13. The global e-commerce market will be worth $4.9 trillion in 2021!
(Sources: Worldpay, Creating A Website Today)
– One-third of the global population, or 1.92 billion people, shop online.
– In 2018, for every $10 spent globally, $1 was spent online.
– By 2022, e-commerce will be responsible for 17% of all sales.
– However, still, only 1 in 8 merchants is online.
Impressive stats, right? This means one obvious thing for the future. Despite the risk of fraud, e-commerce will soon become a necessity for businesses.
To Sum It Up
Scams are an unfortunate reality you need to keep in mind if you’re planning to take your business online.
Still, new software is being developed all the time with the sole purpose of ecommerce fraud protection. Considering that you can significantly limit issues with good management, going online is a great option. The fresh new source of income will be worth it.
Alternatively, if you’re already online – learning how to ensure your online safety is now part of being a businessman.
So take the necessary precautions and take that leap of faith. Set aside resources to create and/or expand your online presence – as well as protect it. You may find it was the best thing you did for your business.
Ecommerce is buying or selling goods or services over the internet, as well as the transfer of money and data that enables these transactions.
It’s also known as internet commerce and electronic commerce. One of the most popular forms of ecommerce is online shopping. However, online shopping itself refers only to the purchase of physical products. Ecommerce can also describe sales of services and any kind of commercial transactions over the internet.
Chargeback fraud occurs when a customer pays for a service or an item online and after receiving it, requests a chargeback from their bank. When it goes through, the customer has received both the items or services and a refund.
To calculate your chargeback rate, you’ll only need to apply the equation of the chargeback-to-transaction ratio. In order to find out the rate for a specific month, simply divide the number of chargebacks by the total number of transactions. And voilà! You’ve got your chargeback rate!
(Source: Information Age)
Criminals can get quite original when it gets to scamming. However, here are the most common ecommerce frauds you can encounter:
- Identity theft – criminals make purchases using a victim’s personal information.
- Chargeback – customers pull back payment after receiving their order.
- Clean fraud – a stolen credit card is used to make a purchase and fraud detection systems are circumvented.
- Affiliate fraud – traffic or signup stats are altered to get more money from affiliate programs.
- Merchant fraud – products are offered at a great discount but never get shipped.
To protect your business from ecommerce scams, you should choose a good fraud prevention tool and keep it updated. Popular choices include Subuno, BOLT, and Simility.
Additionally, you should make sure that your verification system is up to par and get an email authentication system.
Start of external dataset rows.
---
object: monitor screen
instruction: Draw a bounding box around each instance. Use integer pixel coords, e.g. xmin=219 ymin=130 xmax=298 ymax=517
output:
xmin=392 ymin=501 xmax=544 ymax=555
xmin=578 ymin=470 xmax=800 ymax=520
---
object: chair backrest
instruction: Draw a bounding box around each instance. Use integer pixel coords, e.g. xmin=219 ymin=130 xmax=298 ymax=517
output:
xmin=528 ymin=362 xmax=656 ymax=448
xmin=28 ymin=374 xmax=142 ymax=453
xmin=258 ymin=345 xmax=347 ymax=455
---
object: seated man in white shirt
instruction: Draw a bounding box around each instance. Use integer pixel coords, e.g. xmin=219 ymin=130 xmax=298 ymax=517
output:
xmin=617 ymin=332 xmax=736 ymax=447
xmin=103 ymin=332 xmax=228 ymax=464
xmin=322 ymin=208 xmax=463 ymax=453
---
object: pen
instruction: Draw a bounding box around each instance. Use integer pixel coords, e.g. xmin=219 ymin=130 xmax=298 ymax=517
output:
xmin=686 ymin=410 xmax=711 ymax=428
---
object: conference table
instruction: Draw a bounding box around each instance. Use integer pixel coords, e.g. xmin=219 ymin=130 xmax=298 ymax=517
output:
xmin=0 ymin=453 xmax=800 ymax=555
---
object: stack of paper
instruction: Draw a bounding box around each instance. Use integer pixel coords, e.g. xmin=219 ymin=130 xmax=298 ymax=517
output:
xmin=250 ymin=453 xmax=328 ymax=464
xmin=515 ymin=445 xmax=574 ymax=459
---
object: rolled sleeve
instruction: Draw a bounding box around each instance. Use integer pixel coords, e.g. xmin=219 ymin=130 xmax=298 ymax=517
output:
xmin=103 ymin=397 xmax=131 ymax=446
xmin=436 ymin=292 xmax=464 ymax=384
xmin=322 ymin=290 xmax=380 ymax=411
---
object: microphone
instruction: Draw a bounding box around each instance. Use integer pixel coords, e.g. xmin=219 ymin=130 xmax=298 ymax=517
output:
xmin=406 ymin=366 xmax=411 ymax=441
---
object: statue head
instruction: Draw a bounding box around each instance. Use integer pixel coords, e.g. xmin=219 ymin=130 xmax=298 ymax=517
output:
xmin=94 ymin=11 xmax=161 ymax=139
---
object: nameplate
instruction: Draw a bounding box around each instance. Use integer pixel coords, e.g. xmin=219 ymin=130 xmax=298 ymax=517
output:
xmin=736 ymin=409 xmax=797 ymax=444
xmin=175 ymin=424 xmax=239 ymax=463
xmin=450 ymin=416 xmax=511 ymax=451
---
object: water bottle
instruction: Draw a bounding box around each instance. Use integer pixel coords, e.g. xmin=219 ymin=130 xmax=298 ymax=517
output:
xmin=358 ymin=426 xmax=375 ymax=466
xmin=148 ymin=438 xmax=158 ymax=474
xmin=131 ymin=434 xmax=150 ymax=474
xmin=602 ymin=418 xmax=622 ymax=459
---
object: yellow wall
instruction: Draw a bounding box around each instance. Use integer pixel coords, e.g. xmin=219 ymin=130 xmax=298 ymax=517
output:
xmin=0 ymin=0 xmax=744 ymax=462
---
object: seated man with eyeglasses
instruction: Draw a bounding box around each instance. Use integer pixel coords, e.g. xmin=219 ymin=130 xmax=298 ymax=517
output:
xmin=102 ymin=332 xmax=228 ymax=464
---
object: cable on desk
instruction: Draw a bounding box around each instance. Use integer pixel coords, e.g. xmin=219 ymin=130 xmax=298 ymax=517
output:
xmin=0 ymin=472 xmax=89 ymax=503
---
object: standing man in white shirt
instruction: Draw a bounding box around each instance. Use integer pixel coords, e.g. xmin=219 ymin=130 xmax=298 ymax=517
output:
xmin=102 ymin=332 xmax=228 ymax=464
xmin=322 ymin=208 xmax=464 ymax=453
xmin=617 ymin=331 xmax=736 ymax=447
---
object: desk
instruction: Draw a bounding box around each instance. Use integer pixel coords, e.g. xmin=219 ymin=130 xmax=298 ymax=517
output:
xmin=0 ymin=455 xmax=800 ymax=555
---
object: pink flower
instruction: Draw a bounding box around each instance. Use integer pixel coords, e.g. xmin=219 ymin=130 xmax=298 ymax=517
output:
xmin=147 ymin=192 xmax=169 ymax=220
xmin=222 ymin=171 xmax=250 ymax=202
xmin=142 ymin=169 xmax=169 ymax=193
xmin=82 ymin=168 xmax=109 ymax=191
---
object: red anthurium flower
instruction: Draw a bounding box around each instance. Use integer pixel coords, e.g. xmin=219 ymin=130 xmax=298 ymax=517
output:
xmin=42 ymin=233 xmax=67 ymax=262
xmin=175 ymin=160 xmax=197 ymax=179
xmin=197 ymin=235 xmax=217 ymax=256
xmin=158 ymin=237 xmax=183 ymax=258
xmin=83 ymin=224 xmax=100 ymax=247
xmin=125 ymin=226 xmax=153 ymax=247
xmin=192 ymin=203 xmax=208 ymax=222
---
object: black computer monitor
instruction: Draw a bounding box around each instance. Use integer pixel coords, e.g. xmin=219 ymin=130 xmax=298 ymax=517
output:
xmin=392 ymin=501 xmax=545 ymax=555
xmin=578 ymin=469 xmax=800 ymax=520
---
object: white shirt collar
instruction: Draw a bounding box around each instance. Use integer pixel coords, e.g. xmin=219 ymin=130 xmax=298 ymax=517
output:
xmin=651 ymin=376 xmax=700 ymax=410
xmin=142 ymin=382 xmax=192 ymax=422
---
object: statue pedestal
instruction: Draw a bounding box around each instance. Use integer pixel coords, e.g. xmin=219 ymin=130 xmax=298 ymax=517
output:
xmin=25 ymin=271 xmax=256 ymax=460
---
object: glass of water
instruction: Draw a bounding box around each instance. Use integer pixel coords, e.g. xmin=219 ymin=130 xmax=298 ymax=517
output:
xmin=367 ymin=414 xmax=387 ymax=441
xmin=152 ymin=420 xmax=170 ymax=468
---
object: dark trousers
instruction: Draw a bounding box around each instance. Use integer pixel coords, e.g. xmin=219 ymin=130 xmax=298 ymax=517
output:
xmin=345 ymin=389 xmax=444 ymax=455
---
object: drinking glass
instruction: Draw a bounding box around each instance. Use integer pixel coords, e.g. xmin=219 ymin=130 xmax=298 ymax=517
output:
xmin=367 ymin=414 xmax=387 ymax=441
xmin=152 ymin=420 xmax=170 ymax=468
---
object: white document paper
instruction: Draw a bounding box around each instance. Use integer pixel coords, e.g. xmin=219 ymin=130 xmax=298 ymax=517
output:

You can also include a CAPTCHA to limit bots and fake interactions.
Ecommerce does come with several risks you need to keep in mind. Most notably, these include:
- Security threats – for example, malware, spam, and hacking, or phishing accounts.
- Server malfunctions – these can cause errors in your online payment systems.
- Personal data leaks – identity theft, unsolicited marketing, and spam can be a big issue.
- Card frauds – scammers can use stolen cards to make purchases.
- Intellectual property – make sure you purchase commercially licensed images.
- Taxation – check local law to make sure you’re paying the appropriate taxes.
So how likely are you to become a victim? Well, ecommerce fraud statistics indicate that 40 million US citizens got scammed in 2018. However, the chances of you becoming a part of the statistics will drop dramatically when you take the appropriate precautions!